All views are my own
Approximately 80% of government cloud systems rely on just two providers, primarily AWS and Microsoft. When an American company experiences an outage, HMRC services become unavailable. Most people, asked whether this is arrangement is one we should be comfortable with, would say no. Yet we’ve arrived here through a long sequence of individually reasonable decisions about cost, capability, and convenience. The question of AI sovereignty is, at it’s root, the same question asked today; what are we willing to depend on others for, and where do we insist on holding our own ground?
I was listening to a panel on AI sovereignty recently and a panellist claimed that “sovereignty is difficult to define.” I agree that AI sovereignty is difficult to define, but I think people fall into the trap of treating the compound phrase as novel without first considering sovereignty alone. What underpins any nation state is the ability to act freely, to make decisions without being coerced by another. That basic concept isn’t difficult to define at all. The lack of attention to it is often what makes the AI sovereignty conversation more difficult.
The framework for thinking about this isn’t new. Sovereignty in an analogue age meant securing borders and ensuring your own farms and resources could sustain your people. This shifted as global trade became increasingly developed, and solidified around the 1870s, when industrialised shipping made Britain a net food importer for the first time. From that point onwards, the question wasn’t whether to depend on others, but how to structure that dependence so it couldn’t be weaponised. In the early digital age the same question returned in new form, to own the frameworks that underpin your services, or outsource them.

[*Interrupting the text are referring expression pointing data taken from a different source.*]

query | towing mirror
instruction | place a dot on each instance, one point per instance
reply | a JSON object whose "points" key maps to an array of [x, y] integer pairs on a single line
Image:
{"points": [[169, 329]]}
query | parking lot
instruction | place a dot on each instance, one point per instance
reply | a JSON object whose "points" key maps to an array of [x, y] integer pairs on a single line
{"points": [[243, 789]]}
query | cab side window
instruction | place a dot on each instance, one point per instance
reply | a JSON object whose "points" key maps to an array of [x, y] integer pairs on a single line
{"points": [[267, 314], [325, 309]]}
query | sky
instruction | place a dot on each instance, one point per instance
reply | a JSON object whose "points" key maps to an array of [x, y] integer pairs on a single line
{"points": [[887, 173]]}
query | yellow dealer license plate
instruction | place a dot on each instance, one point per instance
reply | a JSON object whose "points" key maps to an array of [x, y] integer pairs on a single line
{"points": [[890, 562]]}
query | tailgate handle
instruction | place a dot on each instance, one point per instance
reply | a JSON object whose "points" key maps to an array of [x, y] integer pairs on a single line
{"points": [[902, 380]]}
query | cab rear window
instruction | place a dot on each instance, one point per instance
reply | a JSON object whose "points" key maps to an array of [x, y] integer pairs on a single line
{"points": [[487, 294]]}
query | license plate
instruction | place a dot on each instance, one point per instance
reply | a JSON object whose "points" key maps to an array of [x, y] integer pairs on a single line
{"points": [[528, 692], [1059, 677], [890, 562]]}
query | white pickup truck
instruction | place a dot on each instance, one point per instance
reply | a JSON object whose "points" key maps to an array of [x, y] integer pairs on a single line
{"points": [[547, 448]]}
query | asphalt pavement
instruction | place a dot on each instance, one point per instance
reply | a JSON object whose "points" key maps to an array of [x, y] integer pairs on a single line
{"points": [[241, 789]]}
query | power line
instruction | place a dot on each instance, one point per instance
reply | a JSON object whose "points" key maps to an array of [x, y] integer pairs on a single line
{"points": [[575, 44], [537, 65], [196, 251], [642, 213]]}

Mostly, we outsourced.
AI presents the question again, and two things make it incredibly salient.
The first is that AI isn’t a resource to be consumed, but increasingly the layer through which decisions get made. Outsourcing oil means depending on someone for fuel. Outsourcing AI means depending on someone for the medium in which your government, healthcare, and military make decisions.

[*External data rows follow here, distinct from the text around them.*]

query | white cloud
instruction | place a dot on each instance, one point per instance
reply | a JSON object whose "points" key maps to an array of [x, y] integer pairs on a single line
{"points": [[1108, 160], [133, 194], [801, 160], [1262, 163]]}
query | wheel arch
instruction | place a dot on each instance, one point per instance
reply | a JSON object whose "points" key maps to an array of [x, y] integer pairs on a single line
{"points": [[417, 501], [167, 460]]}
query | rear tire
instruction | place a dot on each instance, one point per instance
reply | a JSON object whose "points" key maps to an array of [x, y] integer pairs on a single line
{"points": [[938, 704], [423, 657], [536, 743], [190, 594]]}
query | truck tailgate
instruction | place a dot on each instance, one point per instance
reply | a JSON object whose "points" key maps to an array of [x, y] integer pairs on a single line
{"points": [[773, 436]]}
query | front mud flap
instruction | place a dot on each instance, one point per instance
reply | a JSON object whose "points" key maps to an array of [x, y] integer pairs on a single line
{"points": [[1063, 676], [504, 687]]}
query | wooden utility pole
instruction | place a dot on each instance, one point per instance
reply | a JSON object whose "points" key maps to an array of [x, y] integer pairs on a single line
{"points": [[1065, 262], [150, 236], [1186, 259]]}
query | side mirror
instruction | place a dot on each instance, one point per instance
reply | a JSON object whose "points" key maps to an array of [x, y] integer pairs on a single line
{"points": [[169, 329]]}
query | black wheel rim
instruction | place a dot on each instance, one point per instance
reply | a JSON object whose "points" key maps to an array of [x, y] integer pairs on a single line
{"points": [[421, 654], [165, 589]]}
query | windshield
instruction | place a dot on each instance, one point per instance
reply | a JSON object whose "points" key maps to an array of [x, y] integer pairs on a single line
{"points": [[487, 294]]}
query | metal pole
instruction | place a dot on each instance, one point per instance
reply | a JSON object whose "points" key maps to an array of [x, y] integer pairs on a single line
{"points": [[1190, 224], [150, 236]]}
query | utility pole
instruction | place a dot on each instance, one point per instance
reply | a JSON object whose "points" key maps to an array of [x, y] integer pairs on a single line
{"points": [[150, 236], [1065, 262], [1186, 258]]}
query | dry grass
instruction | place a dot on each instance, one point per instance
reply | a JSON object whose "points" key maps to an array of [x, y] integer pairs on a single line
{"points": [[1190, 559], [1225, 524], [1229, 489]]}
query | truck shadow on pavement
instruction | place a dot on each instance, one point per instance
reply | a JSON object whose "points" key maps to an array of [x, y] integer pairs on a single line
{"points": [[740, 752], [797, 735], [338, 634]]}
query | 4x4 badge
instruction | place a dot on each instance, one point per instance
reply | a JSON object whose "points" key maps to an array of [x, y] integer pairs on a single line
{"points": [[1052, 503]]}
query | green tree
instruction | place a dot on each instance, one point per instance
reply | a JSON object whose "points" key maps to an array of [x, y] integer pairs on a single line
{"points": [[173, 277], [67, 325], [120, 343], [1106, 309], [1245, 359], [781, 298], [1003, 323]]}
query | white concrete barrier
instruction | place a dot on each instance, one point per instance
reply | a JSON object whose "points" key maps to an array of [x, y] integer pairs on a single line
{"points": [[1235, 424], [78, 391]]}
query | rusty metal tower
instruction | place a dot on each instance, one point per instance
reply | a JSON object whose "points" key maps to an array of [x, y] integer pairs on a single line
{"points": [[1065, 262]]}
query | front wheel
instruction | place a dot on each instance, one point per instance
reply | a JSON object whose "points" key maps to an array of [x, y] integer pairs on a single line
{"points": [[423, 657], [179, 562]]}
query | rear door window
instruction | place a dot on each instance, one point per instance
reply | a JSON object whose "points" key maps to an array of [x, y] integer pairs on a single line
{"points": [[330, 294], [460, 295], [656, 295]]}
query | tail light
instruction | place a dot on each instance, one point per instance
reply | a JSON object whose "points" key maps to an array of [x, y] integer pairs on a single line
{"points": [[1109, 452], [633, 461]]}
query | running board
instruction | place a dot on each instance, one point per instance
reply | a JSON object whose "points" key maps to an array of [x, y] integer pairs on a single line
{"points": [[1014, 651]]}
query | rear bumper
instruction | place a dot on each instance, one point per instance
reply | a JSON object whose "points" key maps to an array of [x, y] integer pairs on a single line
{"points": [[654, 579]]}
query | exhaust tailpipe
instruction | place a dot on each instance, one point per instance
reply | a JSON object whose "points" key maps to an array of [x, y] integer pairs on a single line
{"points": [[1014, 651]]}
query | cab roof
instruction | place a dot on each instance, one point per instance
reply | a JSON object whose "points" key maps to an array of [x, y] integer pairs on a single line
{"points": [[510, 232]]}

This has two implications. There’s the obvious risk of dependency, someone else controlling the infrastructure underpinning our economy. But there is a more subtle risk where models built by US labs are trained on American data, shaped by American values, fine-tuned against American sensibilities. A healthcare system, a public broadcaster, or a government running on American models is making American-influenced judgements. This drift is slow and hard to notice, and by the time it’s visible it’s potentially hard to reverse.
The second is diffusion. Oil sits in one sector. AI propagates through every sector that involves cognition or judgement, which is most of todays economy. A ring-fenced oil dependency can be managed with strategic reserves and diversified suppliers. A dependency diffused through every layer of your economy and state cannot be ring-fenced at all.
So what does sovereignty look like here? Not autarky, for the last few hundred years this has been a pretty unachievable goal. The useful model here is one of mutual dependence. Taiwan’s silicon shield works because TSMC sits on a layer of the global stack that nobody can sever without impacting themselves. The UK doesn’t need to own the full AI stack. It needs to own enough of a layer that others need us, enough to guarantee a seat at the table foreseeable.
The window for this is narrow. The AI stack appears to be consolidating toward a bipolar US/China structure, unlike semiconductors where multipolarity (Dutch lithography, Japanese chemicals, British chip design, Korean and Taiwanese fabrication) created space for middle powers. The UK currently has real assets — AISI, DeepMind, a high quality research library — but these are time-limited. AISI’s seat depends on continued technical credibility, political support, and talent retention, none of which are guaranteed five or ten years from now. DeepMind is in London but owned in the US. We are, for now, enjoying the dividends of proactive decisions, some made decades ago. Coasting on this is not an effective strategy.
Which layer we should aim to own is a question that remains open with no clear route to an answer. That it has to be some layer, and that the window to decide is now, seems to me the point worth highlighting here.